Jak najlepiej zacząć rozmowę z Adamem Sandlerem, gwiazdą filmu o GRACH i GRACZACH (inna sprawa, że według recenzji potwornie słabego)? Według Anny Wendzikowskiej, od zbagatelizowania gier.

Ten film pokazuje jedyną możliwą sytuację w życiu, kiedy obsesyjne granie w gry komputerowe może się okazać przydatne. Pomyślałeś o tym? Błysnęła na samym początku rozmowy z Sandlerem prezenterka TVN-u. Sama nie pomyślała.

mat. prom.

Dodanie do zdania słowa "obsesyjne" nie uchroni Wendzikowskiej przed zarzutami o ignorancję czy zostaniu w tyle za resztą świata. Choć może najbardziej na miejscu byłoby zarzucenie niekompetencji. O warsztacie dziennikarki było już przecież głośno, gdy Sigourney Weaver dała jej lekcję teatrologii, przedstawiając postać Jerzego Grotowskiego.
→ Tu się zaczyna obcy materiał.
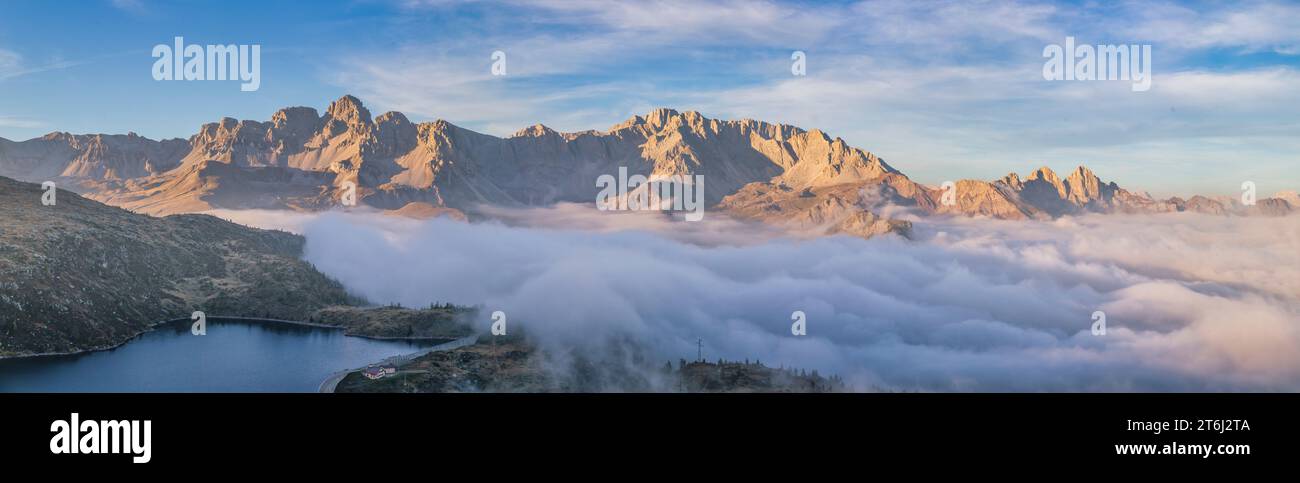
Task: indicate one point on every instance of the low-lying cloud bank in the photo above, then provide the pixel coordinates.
(1192, 303)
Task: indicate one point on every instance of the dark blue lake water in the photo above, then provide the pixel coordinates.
(232, 357)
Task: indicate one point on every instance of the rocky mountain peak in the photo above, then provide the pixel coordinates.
(349, 111)
(534, 131)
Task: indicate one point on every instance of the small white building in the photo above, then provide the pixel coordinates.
(375, 373)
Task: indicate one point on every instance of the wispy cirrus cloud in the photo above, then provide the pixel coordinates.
(943, 90)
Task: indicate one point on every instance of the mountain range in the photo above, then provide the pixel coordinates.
(304, 160)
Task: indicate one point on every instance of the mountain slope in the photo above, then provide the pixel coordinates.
(81, 275)
(306, 160)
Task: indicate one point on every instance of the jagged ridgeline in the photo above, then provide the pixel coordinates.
(755, 170)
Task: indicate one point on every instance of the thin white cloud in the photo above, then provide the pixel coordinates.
(1194, 303)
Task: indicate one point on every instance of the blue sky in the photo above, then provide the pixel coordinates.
(940, 90)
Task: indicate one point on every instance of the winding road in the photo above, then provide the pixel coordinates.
(330, 382)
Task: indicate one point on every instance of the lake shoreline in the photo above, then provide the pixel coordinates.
(259, 320)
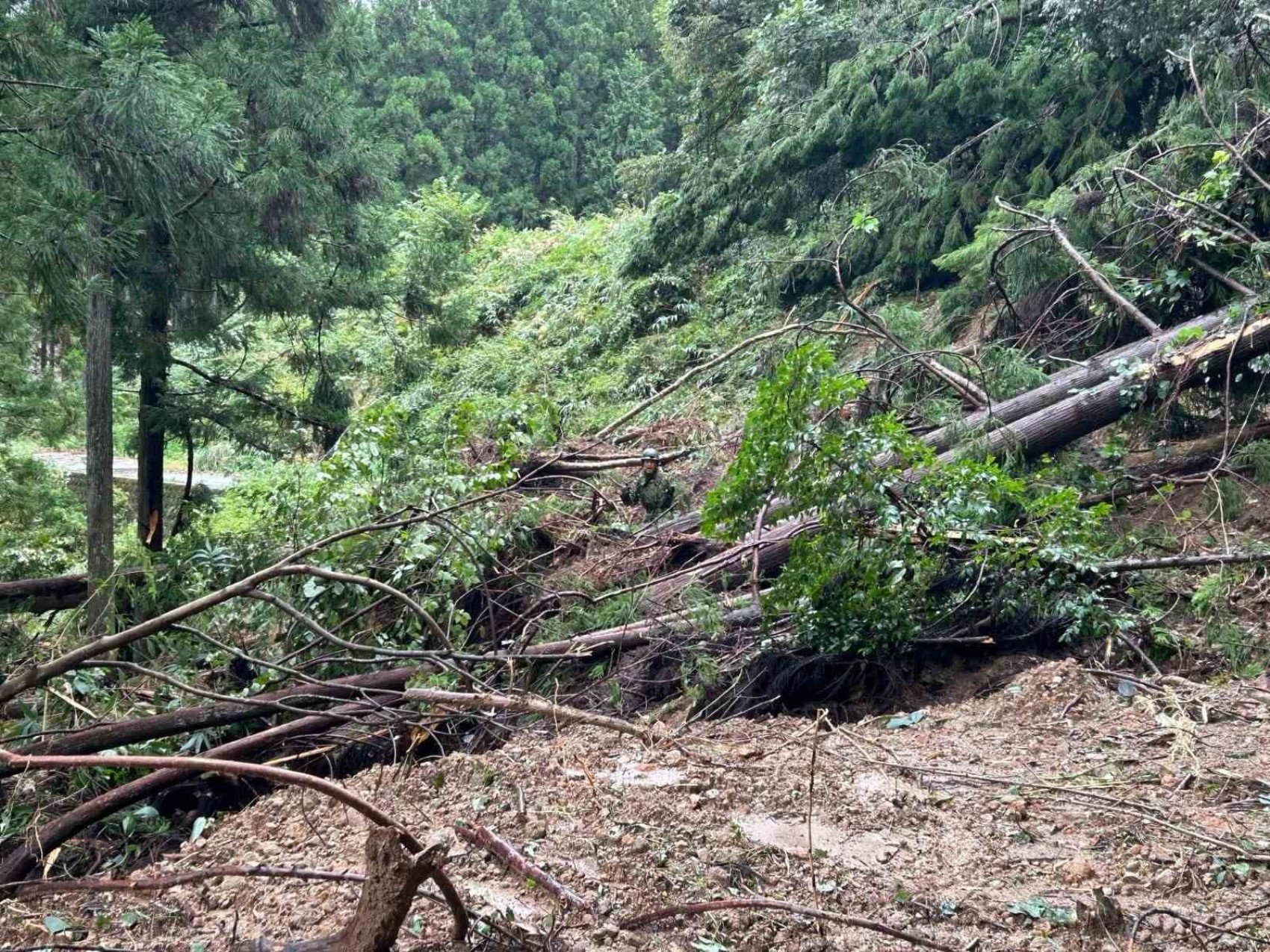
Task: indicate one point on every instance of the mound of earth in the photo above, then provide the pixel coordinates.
(991, 821)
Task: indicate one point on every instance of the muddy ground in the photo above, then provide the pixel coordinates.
(990, 821)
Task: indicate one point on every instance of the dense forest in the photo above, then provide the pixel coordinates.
(341, 343)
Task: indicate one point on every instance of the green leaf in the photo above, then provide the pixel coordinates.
(905, 720)
(199, 825)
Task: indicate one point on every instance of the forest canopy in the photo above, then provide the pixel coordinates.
(334, 335)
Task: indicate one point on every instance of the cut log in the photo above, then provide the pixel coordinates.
(1090, 410)
(52, 594)
(1061, 386)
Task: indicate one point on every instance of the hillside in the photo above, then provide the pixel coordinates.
(991, 819)
(720, 382)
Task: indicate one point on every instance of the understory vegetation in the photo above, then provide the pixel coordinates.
(424, 279)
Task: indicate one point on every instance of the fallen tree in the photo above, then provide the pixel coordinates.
(1062, 386)
(397, 862)
(55, 593)
(103, 736)
(1056, 424)
(25, 857)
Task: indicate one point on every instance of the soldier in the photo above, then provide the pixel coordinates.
(651, 489)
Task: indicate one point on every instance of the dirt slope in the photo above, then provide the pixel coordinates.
(1148, 797)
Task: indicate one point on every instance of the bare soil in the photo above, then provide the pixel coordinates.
(991, 819)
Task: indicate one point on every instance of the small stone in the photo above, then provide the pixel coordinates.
(1077, 870)
(718, 877)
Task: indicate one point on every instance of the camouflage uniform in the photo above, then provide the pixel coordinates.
(651, 491)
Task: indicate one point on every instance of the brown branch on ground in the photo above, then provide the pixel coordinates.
(517, 862)
(970, 393)
(1197, 561)
(193, 719)
(793, 908)
(1189, 921)
(36, 674)
(695, 371)
(527, 703)
(393, 879)
(276, 774)
(252, 393)
(161, 884)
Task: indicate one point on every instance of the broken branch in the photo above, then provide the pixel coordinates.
(760, 903)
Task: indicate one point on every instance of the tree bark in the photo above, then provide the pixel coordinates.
(1052, 427)
(1061, 386)
(54, 593)
(150, 427)
(393, 879)
(98, 440)
(25, 859)
(185, 720)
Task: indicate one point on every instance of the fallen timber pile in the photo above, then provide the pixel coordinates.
(1044, 419)
(1068, 406)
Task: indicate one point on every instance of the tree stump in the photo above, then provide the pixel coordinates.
(393, 877)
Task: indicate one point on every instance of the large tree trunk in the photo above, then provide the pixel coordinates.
(51, 594)
(1053, 426)
(99, 444)
(1061, 386)
(154, 381)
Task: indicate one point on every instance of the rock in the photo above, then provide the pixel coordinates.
(1077, 870)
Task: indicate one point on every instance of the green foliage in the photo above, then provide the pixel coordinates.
(533, 103)
(41, 520)
(903, 545)
(436, 230)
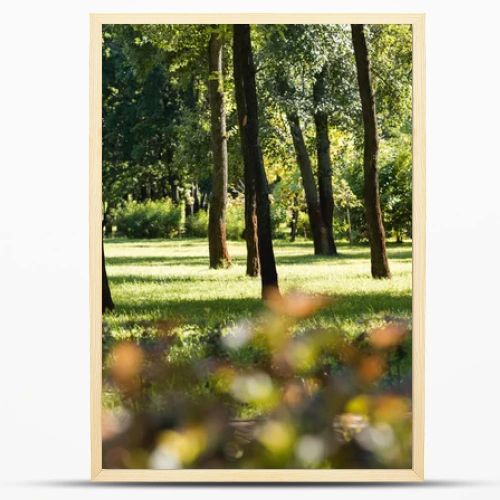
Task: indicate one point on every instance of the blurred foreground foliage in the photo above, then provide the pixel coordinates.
(260, 394)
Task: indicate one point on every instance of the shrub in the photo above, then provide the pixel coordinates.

Wybitnego reżysera teatralnego, o istnieniu i dorobku którego Wendzikowska nie miała pojęcia. I to mimo bycia absolwentką dwóch szkół aktorskich. Zajmująca się filmem i kulturą reporterka nie wiedziała też wcześniej na wizji, z jakiego filmu (tudzież książki) pochodzi motyw głowy konia w pościeli.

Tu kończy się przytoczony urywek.